Data Science Capstone Slide Deck

Adrian Trujillo
19/08/2020

This presentation deck will describe the capstone project for the Coursera Data Science specialization held by professors of the Johns Hopkins University and in cooperation with SwiftKey.

You can run it at this Shiny app link

First steps:

The goal of this project is to create an application that predicts the next word in an entered phrase. The application was developed in R-Studio

  • The data to train the algorithms were phrases from Twitter, Blogs and News downloaded from the link of the course assignment and became our Corpora

  • It is a big amount of information to be procesed in a desktop computer or laptop, so we sample 2% of each source.

First steps:

  • A cleaning task is necessary to eliminate urls, tweet mentions, punctuation marks, many unnecessary spaces, end-of-line marks, numbers, lower case letters, take plain text from rich format, remove metacharacters, and remove bad words obtained from a dictionary obtained from this link to github / shutterstock, which is so much appreciated.

  • The next step is to perform an exploratory data analysis that serves as the basis for creating a predictive model.

Getting the frequency of words

  • The cleaned corpora was then tokenized into so-called n grams.

  • Tokenization is the process of converting significant data, such as an account number, into a random string of characters called a token that gives a sample of text to n grams models.

  • n grams is an algorithm based on the Markov model, which determines the frequency of n words found within the text sentence.

  • Those frequency matrices of aggregate terms of double, triple, quadruple, quintuple and sextuple words have been transferred to frequency dictionaries.

Predictive model:

  • Try to capture the best context of the sentence depending on the length of the sentence.

  • If the sentence contains 5 or more words, it is run, it is about obtaining the highest frequency of the 6 grams model, to obtain the next word.

  • If it cannot find it, the words are limited to 4 and it is tried to obtain the highest frequency of the 5 grams model and so on until the 2 grams model is reached.

  • If it finds the next word the message is “The next predicted word is: …”

  • If it can't find the next word, the message is: “Sorry I can't predict it”

User interface:

-The user will enter a phrase or words in the input and then in the back-end application it will run the predictive model and provide the best prediction for the next word, if it finds it.

  • The interface will also display the text entered by the user.

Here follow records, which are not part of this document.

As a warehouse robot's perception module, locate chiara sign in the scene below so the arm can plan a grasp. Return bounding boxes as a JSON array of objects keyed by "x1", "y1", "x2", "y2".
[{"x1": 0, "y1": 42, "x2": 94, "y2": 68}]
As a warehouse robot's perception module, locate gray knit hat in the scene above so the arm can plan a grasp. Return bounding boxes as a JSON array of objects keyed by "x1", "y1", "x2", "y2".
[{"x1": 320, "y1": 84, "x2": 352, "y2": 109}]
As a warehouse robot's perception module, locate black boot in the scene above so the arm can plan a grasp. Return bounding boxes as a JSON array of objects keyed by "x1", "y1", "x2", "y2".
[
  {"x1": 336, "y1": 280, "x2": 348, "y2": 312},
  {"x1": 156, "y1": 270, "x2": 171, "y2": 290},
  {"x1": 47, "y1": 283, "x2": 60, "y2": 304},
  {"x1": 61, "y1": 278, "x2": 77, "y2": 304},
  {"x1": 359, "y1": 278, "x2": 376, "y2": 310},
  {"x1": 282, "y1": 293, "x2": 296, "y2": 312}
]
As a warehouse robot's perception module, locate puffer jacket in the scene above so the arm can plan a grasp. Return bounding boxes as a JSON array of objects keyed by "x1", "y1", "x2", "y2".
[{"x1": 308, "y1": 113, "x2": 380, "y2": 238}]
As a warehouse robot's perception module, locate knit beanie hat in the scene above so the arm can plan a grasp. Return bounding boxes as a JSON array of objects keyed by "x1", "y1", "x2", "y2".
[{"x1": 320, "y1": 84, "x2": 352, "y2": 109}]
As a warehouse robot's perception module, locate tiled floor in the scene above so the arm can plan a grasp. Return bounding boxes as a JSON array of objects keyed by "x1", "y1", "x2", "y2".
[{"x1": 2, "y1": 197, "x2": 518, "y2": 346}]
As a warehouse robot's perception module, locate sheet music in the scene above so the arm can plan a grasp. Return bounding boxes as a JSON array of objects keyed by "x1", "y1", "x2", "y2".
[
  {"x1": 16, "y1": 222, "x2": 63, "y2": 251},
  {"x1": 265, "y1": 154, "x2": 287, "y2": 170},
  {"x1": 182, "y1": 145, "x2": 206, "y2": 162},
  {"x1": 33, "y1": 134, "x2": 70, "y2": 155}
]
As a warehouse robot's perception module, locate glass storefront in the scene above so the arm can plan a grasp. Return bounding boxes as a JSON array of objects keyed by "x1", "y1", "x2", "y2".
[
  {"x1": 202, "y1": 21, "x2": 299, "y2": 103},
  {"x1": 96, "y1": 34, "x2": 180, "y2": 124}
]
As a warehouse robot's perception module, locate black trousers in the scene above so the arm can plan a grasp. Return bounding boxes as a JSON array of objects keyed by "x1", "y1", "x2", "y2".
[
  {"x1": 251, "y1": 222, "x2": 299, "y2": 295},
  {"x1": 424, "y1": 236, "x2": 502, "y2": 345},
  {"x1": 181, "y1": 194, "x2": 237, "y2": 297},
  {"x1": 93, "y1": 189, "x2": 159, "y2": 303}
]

Here is the screenshot of the application

Acknowledgments and thanks:

  • To Johns Hopkins University and Coursera for the effort and initiative in offering this course.

  • To the Ph.D. teachers, in order of first name: Brian Caffo, Jeff Leek, and Roger D. Peng for their dedication in passing on their valuable knowledge and experiences.

  • To my classmates for their dedication in correcting my assignments and participating in the forums.

  • To my family for joining me in this effort.